By Gagandeep Ghuman
Published: Sept.5, 2014
Looking to sell your established business in Squamish? There are more customers out there than you may know. Foreign investors are looking to buy businesses, a move that expedite their citizenship application under a provincial nominee program.
In the last few months, Mitchell Chang has received several phone calls from Vancouver realtors and almost all have the pattern, greeting followed by a question.
For Chang, the owner of Mountain Burger House on Cleveland Ave, the timing is impeccable. He had been meaning to sell his business, but the price was never tempting enough for him to seriously consider the offer.
But this time is different. The realtors calling him were front men for immigrant hopefuls in China and other countries, hoping to buy a business under the Provincial Nominee Program (PNP).
The PNP program is the business-class version of immigration to Canada. As point-based and family immigration queues grow longer, those willing to invest money in Canada can apply to purchase or expand a business. In return, they are able to fast track their Canadian residency.
The PNP program has gained more currency ever since the federal government scrapped the immigrant investor program. To stimulate economic development outside bigger centres, the PNP program also encourages prospective immigrants to apply outside Vancouver and Abbotsford areas.
The prospective immigrant must invest at least $200,000 in a business and commit to creating at least one job for a Canadian citizen.

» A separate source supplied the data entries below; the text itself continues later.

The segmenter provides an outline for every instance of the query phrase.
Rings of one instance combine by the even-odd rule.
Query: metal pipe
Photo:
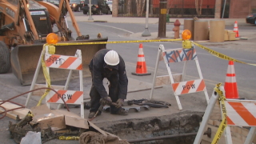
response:
[[[25,18],[22,18],[22,21],[23,21],[23,24],[24,24],[24,26],[25,26],[25,30],[27,31]]]
[[[91,17],[91,2],[89,0],[89,18],[88,20],[94,20],[93,17]]]
[[[210,129],[208,129],[208,130],[205,132],[204,134],[209,135],[210,134],[210,133],[211,133]],[[141,138],[141,139],[130,139],[130,140],[127,140],[127,142],[129,143],[134,143],[134,142],[146,142],[146,141],[167,139],[167,138],[177,138],[177,137],[193,136],[193,135],[196,135],[198,133],[187,133],[187,134],[181,134],[164,135],[164,136],[146,138]]]
[[[226,7],[226,0],[225,0],[225,2],[224,2],[224,6],[223,6],[223,11],[222,11],[222,18],[224,18],[225,7]]]
[[[66,21],[66,17],[64,16],[64,19],[65,19],[65,22],[66,22],[66,28],[69,29],[69,25],[67,24],[67,21]]]

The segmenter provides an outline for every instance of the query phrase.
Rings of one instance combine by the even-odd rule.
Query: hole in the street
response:
[[[182,112],[162,117],[102,122],[97,126],[130,143],[188,144],[194,142],[202,115],[202,113]],[[184,136],[186,134],[189,136]]]

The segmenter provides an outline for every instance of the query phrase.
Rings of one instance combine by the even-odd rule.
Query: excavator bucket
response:
[[[88,40],[69,41],[66,42],[107,42],[108,38],[97,38]],[[36,70],[43,44],[19,45],[11,50],[11,67],[14,75],[22,86],[30,85]],[[106,49],[106,44],[78,45],[78,46],[56,46],[55,54],[74,56],[77,50],[81,50],[82,57],[83,77],[90,76],[89,63],[94,54]],[[40,59],[41,62],[41,59]],[[50,69],[51,82],[66,80],[70,70],[62,69]],[[78,70],[73,70],[72,78],[79,77]],[[36,81],[37,83],[46,83],[42,66]]]

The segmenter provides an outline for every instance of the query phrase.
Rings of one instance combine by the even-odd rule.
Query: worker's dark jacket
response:
[[[119,64],[114,66],[108,66],[104,61],[105,54],[110,50],[103,49],[98,51],[90,61],[89,68],[92,73],[93,84],[102,98],[108,94],[102,83],[104,78],[112,74],[119,75],[118,98],[126,99],[127,95],[128,79],[126,72],[126,66],[122,58],[119,55]],[[112,68],[112,70],[107,69]],[[111,85],[111,83],[110,83]]]

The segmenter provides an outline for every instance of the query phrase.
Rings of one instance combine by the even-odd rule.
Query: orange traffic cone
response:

“It’s an open for business card Squamish has been waiting to play for a long time.” Marnie Lett.
For local business owners like Chang, the program offers a chance to retire or create another business in the community. He’s now considering an offer from a Chinese family to buy his Cleveland Ave. restaurant.
“It’s an open for business card Squamish has been waiting to play for a long time,” says Marnie Lett, the owner of Fetish Shoes.
Marnie recently sold her shoe store to a family from China, but has been helping them in the transition. The new owner has a background in shoe retail in China and plans to expand this operation, she added.
“It’s been thrilling to watch this family come to Squamish,” she says.
For Qing Tian, the new owners, small town life in Squamish stands in stark contrast to the frenzied life he was used to living in Guangzhou.
Before migrating to Canada under the PNP program, Tian lived in Guangzhou, the capital and the largest city of Guangdong province. After a stint as a video editor in public broadcasting, he started working with Top Score Fashion, a footwear company.
Tian said he wanted to migrate to Canada for its clean environment, stable economy, and better future for May Huang and Sunshine, his wife and son.
“Plus, the people in Canada are really nice,” Tian said.
Tian may have left the pollution and a frenetic life behind, but not the willingness to work hard and prosper in a new country.
He is already planning to renovate and expand the shop, while exploring other connections for shoes in Europe and China.
“I want to combine online sales with retail and make this a better experience for the customers,” he says.
The program is win-win for both the business owner and the prospective immigrant, says local realtor Shaun Greenway.
There is immense interest in the program: Greenway says he too 46 calls one day from lawyers and realtors looking to buy a business in Squamish. Wealthy investors buying into Squamish will create many spinoffs for the community, he says.
“This will create more economic and cultural diversity in our town,” he says.
In 2013, the economic development office in Squamish recorded 35 PNP enquiries.